Enter SARA, aka Facebook’s “Sponsored Academic Research Agreement.” It’s a deal forged by Building 8 head Regina Dugan with 17 top universities to get collaboration on new projects started in just weeks or even days. SARA eliminates the need for time-consuming further negotiation and faculty approvals.

In return for their labor, the universities will be paid a fee by Facebook. They’ll also gain a focus for their research that will actually become a reality rather than staying theoretical.

Dugan tells TechCrunch, “With the SARA, B8/Facebook has created a universal agreement with terms that are project-by-project and designed to be fair and appropriate for universities. All university partners sign the same agreement, allowing Facebook to build the relationships quickly, and at scale.”

The full list of universities on board is: Stanford, MIT, Harvard University, Caltech, Johns Hopkins University, Johns Hopkins University Applied Physics Laboratory, Rice, UC San Francisco, UC Berkeley, Northeastern, Princeton, University of Illinois at Urbana-Champaign, Arizona State University, Texas A&M, Georgia Tech and Virginia Tech, plus Canada’s University of Waterloo.

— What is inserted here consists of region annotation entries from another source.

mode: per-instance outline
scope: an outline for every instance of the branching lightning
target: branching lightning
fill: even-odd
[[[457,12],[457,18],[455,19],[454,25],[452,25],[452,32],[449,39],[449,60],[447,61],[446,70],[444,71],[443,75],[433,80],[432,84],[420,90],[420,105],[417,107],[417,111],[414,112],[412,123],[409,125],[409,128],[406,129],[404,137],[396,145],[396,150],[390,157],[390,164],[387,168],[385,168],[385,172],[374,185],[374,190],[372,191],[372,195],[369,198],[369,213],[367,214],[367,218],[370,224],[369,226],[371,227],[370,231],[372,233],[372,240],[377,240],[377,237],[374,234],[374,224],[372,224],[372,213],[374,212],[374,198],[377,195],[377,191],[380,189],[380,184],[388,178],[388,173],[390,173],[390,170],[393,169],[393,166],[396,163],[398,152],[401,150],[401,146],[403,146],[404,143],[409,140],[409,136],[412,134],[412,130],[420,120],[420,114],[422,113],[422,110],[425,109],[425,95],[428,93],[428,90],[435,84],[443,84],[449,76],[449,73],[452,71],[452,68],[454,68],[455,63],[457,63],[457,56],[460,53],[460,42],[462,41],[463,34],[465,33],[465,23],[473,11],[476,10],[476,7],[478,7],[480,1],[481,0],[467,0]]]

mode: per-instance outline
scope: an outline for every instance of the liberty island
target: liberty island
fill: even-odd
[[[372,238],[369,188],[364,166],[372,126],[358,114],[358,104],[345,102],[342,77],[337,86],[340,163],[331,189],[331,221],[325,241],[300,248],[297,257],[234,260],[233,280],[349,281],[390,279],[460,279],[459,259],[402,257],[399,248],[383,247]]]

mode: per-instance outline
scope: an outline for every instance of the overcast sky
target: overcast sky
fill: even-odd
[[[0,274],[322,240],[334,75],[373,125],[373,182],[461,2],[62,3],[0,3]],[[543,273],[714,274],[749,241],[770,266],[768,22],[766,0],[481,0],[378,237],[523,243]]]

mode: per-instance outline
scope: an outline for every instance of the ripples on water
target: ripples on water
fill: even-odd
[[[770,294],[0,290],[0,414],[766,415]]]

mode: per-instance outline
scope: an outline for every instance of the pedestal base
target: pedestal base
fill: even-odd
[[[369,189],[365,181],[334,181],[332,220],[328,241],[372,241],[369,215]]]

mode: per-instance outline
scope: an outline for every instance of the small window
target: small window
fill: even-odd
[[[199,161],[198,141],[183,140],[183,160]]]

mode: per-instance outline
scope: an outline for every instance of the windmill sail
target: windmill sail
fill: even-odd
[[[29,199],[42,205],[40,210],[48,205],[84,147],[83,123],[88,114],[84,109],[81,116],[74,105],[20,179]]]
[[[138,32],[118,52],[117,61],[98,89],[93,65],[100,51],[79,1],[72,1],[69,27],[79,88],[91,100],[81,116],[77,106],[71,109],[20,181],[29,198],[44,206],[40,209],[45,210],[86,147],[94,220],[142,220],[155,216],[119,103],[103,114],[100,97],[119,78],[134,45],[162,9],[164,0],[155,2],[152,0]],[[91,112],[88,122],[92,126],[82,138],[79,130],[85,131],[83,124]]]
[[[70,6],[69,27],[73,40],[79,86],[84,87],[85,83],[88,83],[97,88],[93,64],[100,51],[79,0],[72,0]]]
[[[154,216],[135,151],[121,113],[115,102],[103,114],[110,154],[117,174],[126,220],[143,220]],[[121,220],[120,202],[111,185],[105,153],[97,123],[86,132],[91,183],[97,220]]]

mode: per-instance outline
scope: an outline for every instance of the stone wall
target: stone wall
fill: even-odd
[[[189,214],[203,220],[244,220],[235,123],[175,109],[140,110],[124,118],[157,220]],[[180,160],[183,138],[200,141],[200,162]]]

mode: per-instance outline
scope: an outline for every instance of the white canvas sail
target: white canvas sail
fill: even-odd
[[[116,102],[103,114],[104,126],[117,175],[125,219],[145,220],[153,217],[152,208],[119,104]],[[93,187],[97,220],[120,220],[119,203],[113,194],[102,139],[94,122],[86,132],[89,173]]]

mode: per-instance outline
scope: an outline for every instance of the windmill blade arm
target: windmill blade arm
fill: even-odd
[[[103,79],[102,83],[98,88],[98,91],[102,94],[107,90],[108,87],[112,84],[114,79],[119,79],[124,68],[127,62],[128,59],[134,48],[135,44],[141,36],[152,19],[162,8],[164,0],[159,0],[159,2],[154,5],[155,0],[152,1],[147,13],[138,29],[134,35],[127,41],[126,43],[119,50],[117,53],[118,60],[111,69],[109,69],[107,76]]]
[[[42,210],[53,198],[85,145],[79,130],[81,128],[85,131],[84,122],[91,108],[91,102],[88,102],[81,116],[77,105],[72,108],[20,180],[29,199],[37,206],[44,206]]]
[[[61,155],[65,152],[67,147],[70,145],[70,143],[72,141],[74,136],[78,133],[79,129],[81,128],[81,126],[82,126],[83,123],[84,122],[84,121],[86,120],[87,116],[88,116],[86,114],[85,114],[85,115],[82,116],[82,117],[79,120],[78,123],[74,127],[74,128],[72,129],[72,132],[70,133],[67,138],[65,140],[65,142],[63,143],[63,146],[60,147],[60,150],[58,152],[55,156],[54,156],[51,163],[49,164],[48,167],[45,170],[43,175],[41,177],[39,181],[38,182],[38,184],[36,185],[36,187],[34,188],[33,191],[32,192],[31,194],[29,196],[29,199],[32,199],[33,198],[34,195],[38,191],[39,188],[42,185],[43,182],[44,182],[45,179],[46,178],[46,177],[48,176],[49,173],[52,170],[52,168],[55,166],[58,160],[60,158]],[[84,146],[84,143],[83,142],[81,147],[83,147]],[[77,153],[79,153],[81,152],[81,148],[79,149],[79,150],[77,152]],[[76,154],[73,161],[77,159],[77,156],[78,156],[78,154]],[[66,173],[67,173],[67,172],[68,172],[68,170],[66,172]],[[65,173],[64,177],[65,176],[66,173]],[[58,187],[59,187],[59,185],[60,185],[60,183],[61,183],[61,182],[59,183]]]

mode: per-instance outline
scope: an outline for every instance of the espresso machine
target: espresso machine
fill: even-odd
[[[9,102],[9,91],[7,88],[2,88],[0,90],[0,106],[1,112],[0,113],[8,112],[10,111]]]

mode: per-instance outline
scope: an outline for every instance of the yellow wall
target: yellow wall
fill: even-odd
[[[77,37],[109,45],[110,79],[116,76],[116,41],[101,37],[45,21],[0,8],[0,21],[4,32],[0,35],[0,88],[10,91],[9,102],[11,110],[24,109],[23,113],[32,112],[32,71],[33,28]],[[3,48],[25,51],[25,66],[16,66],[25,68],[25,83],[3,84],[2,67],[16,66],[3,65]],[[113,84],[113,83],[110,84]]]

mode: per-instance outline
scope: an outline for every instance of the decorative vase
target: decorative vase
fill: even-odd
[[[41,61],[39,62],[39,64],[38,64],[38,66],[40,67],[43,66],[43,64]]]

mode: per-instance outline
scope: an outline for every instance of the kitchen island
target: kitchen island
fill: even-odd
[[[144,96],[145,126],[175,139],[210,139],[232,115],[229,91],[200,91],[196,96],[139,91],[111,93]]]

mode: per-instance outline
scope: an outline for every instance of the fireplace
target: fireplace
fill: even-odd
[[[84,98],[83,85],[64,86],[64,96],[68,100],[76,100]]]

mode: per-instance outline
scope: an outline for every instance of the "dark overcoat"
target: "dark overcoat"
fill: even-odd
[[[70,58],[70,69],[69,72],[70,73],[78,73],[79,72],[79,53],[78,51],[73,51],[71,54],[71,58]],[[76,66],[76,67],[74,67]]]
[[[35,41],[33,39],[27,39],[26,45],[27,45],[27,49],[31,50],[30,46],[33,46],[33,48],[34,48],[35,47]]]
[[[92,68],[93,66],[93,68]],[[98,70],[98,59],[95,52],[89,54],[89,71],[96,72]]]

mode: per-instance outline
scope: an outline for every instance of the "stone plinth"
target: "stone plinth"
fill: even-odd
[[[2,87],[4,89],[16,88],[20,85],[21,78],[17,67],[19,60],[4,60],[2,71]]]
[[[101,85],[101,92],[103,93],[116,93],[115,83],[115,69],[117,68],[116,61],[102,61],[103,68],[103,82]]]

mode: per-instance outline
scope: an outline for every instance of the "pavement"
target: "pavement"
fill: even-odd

Facebook refused to say what these schools will help it work on. But some of the company’s advanced hardware projects include the Terragraph Wi-Fi nodes, Project ARIES antenna, Aquila solar-powered drone and its own connectivity-beaming satellite from its internet access initiative. There’s also Oculus’ wired and mobile VR headsets, and the Surround 360 camera. And in back-end infrastructure, it’s building an open rack network switch called Wedge, the Open Vault storage solution and sensors for the Telecom Infra Project’s OpenCellular platform.